If I had a union it would demand a bunch of unqualified people join my team (and get paid the same as me) and it would forbid me from doing certain things because,say, moving the computer or plugging in a cable is IT's job, whereas I'm SE. No thanks
While you will find some extreme examples that could go that far, unions don't generally do that. Organisations that fight unions however do like to bring up that example, so... you've been had with anti union propaganda.
So my coworker who was a UAW member who told me stories about sleeping on the roof, and being reprimanded for moving a desk to retrieve a pen...was trying to dupe me?
So I should ignore evidence directly from the source of one of the largest unions in the US, because it doesn't support your view? I should only accept evidence from your trusted sources? Ok.
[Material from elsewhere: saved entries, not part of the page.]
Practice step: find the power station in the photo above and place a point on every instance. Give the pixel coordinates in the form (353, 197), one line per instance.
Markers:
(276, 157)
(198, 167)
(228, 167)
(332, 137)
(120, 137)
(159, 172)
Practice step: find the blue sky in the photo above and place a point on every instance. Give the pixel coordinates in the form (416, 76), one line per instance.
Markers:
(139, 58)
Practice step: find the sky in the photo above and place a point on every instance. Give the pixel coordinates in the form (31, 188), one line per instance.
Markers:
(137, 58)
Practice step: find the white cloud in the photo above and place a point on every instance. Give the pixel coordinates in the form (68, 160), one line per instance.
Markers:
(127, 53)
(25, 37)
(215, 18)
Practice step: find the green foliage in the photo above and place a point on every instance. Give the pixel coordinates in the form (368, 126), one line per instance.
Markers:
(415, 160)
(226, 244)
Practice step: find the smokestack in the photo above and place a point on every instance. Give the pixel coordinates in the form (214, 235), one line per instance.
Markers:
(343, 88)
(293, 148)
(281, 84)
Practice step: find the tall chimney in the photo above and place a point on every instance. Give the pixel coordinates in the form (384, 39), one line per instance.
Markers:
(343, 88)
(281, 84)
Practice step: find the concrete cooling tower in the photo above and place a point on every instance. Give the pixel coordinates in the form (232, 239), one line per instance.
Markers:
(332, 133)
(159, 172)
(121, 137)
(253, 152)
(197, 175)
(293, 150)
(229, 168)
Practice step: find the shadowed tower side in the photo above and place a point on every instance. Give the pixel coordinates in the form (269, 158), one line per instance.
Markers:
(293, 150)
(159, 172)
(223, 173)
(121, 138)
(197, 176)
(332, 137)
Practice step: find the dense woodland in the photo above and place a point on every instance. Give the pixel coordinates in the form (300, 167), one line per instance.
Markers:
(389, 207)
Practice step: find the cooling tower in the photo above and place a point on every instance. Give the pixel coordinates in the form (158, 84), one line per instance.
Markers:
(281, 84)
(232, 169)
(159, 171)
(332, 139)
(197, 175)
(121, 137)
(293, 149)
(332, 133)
Edit: or my UPS friend who told me how the union box loaders would falsely claim alcoholism or drug addiction before being fired so they could abuse the union "protection" that was given to them? Is he trying to dupe me too?
Think about your own employment experience. Was the work environment always static, or did your employer ever introduce change that wasn't popular? Were you still singing the corporate anthem afterwards?
As far as I can tell, unions only show up after decades of management malfeasance. They're kind of a natural reaction. The line "the only thing worse than a union is no union" is probably a hundred years old.
Aren't hackers supposed to be a curious bunch? Is that really the only way you can imagine unions working? Can you not see the imbalance of power between a single individual and the corporation that employs them? Unions are fundamentally about balancing that power dynamic.
i'm a big union advocate, but i worry that the traditional messaging that unions use doesn't work for tech employees.
things like more pay/better hours/safer working conditions are appealing to people working low-paid, dangerous jobs but don't really click with most tech employees because those aren't the things they hate about their work.
to win over tech employees unions should talk about more ambitious things like codetermination (i.e., getting workers on the board), 4-day work weeks, remote work policies, employee sabbaticals, etc
My wife is part of a union and there’s none of that bullshit. However when her employer wanted to reduce costs across the board the union negotiated a shorter working week for everyone instead of a pay rise next year. They voted on it and accepted it with an overwhelming majority.
The union offering "shrinkflation" as the way for the business to cut costs is an interesting framing. Your wife's union associates must hang out with grocery store executives.
It just dawned on me how this argument runs perfectly parallel to religion if you point out intolerance, misogyny, or violence. It's always "those other people" that do the bad thing, and everyone only reaffirms their own system of worship. You could almost do a 1-1 find/replace of keywords and have the same argument.